OpenMP Features • Compiler directives are used to specify sections of code that can be executed in parallel. • Directives also used for specifying mutexes on critical sections, and to specify shared and private variables. • Mainly used to parallelize loops, e.g. separate threads to handle separate instances of the loop. • There is also a run-time library (like MPI) that has several useful routines for checking the number of threads and number of processors, changing the number of threads, setting and unsetting locks, etc
Threads in OpenMP • Threads and critical section blocks are created using the parallel construct !$OMP PARALLEL ... do stuff (Fortran) !$OMP END PARALLEL #pragma omp parallel (C and C++) { ... do stuff }
Threads in OpenMP • As in MPI, query routines allow you to get the number of threads and the ID of a specific thread id = omp_get_thread_num(); Nthreads = omp_get_num_threads(); • Can specify number of threads at runtime, or in an environment variable, or in the program omp_set_num_threads(Nthreads);
Parallelising Loops in OpenMP • Compiler directive specifies that loop can be done in parallel !$OMP PARALLEL DO DO (i=1:N) value(i) = compute(i); END DO !$OMP END PARALLEL DO #pragma omp parallel for for (i=0;i++;i<N) { value[i] = compute(i); }
Parallelising Loops in OpenMP • Can use thread scheduling to specify allocation of threads to processors (like data distribution in HPF) #pragma omp parallel for schedule(static,4) • schedule(static [,chunk]) • Deal out blocks of iterations of size chunk to each thread • schedule(dynamic [,chunk]) • Each thread grabs a chunk iterations off a queue until all are done • schedule(runtime) • Find schedule from an environment variable
Shared and Private Data in OpenMP • OpenMP lets programmer specify a data storage attribute, which says whether data is shared or private. • shared(var) states that var is a global variable to be shared among threads • Default data storage attribute is shared
Shared and Private Data in OpenMP • There are mechanisms for converting between private and shared !$OMP PARALLEL DO !$OMP& PRIVATE(xx,yy) SHARED(u,f) DO j = 1,m DO i = 1,n xx = -1.0 + dx * (i-1) yy = -1.0 + dy * (j-1) u(i,j) = 0.0 f(i,j) = -alpha * (1.0-xx*xx) * & (1.0-yy*yy) END DO END DO !$OMP END PARALLEL DO
Some Other OpenMP Constructs • Reduction reduction (op : var list) Standard reduction operations, e.g. add, logical OR. A local copy of each list variable is made and initialized for each thread. The reduction operation is done for each thread, then the local values are combined to create the global value. double ZZ, func(), res=0.0; #pragma omp parallel for reduction (+:res) private(ZZ) for (i=0;i<N;i++) { ZZ = func(i); res = res + ZZ: }
Some Other OpenMP Constructs • Barrier synchronization There is an implicit barrier synchronization among threads at the end of each parallel block. Can also explicitly do a barrier synchronization using the barrier construct.

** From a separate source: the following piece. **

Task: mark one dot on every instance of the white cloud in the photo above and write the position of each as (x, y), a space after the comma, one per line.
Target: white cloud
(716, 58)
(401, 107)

OpenMP Compilers • It is possible for automated parallelizing compilers to analyze loops in sequential programs and automatically generate OpenMP directives. • For example, compilers can identify parallel loops and reduction functions. • This may or may not produce more efficient code, but allows user to look at OpenMP version of the code and do manual optimization. • Compiler can also give clues about data dependencies that may allow programmer to restructure the code or data structures for better parallelism.
OpenMP Compilers • Since parallelism is mostly achieved by parallelising loops using shared memory, OpenMP compilers work well for multiprocessor SMPs and vector machines (vectorizing compilers work on the same principles). • OpenMP could work for distributed memory machines, but would need to use a good distributed shared memory (DSM) implementation, performance and scalability lacking at the moment. • Currently no OpenMP standard for Java - maybe not really needed since Java already offers good support for threads?